Characteristics (visual, scent, flavour):
The ‘specifications’ of IGA feature a very vast network of production requirements. Essentially it is a matter of adding (in the measure of maximum 40%) a grape must to the cereals or unadulterated grapes. This can take place during various phases: boiling, fermentation – with yeasts of various origins including from winemaking – or the various ageing phases. There is plenty of room for manoeuvre and this explains the great variety of types available. In this context, let’s focus on the cooked must versions which feature greater power, body and sugars. In these, the colour ranges from intense gold to intense brown and even ebony with highlights and foam (of varying proportions, weaves, densities and persistence) in variable colours depending on the colour of the beer itself. The variety of aromas is wide, with those deriving from hops trailing behind the malt and grape must related types, although all three generate reciprocal effects when combined, conjuring up baked cakes, candied fruit (pear, banana, citrus) and dried fruit (date, apricot, fig, prune and raisins). Furthermore, a powerful alcoholic base conjures up liquor type hints echoing those of port and sherry.

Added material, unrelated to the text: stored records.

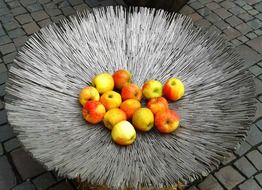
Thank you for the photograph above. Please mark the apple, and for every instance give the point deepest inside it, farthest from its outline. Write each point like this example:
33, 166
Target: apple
152, 89
143, 119
113, 116
93, 111
157, 104
88, 93
103, 82
129, 106
131, 91
123, 133
111, 99
121, 78
167, 121
174, 89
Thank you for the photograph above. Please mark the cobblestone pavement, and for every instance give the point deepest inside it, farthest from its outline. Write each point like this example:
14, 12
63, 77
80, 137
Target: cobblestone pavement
240, 21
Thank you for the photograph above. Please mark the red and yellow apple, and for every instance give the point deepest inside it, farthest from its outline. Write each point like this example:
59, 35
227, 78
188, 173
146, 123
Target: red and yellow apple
113, 116
121, 78
174, 89
129, 106
152, 89
88, 93
131, 91
123, 133
143, 119
103, 82
111, 99
93, 111
157, 104
167, 121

These aromas are present in the flavour, too, and generate a solid, robust tasting profile. Medium-strong body, lively carbonation, extremely rounded thanks also to the amalgamating and silky effect generated by the alcoholic warmth of some of these beers. The residual sugars are tangible, producing an overall softness tending to sweetness balanced by a mild acidity and delicately bitter finish. The finish is lean but maintains an element of sweetness and is generally very long lasting.
The full body and powerful taste of this style (in the version mentioned here) is well suited to pairings with Grana Padano PDO Riserva aged over 20 months. Specifically the alcohol content (the higher this is, the more this is the case), acidity and carbonation of the ale act in synergy on the cheese’s fatty component and its softness works to balance its savouriness. Its concentrated aromas, from dehydration, are the finishing touch (almost a garnish) to the cheese’s aromatic qualities. An intensely harmonious pairing.

Curious facts
The huge variety of solutions to which it lends itself (in both ingredients and process) make this an extremely elastic type of ale. It has generated such diverse outcomes that, some observers, who point to geographical origin as the source of these differences, have suggested changing its name to Grape Ale. So far all attempts to do this have been unsuccessful, based on common sense. Whatever the raw materials used, the beer’s name must reflect the cultural environment in which this original and innovative wine-beer crossover took shape. And the terrain in question is Italy.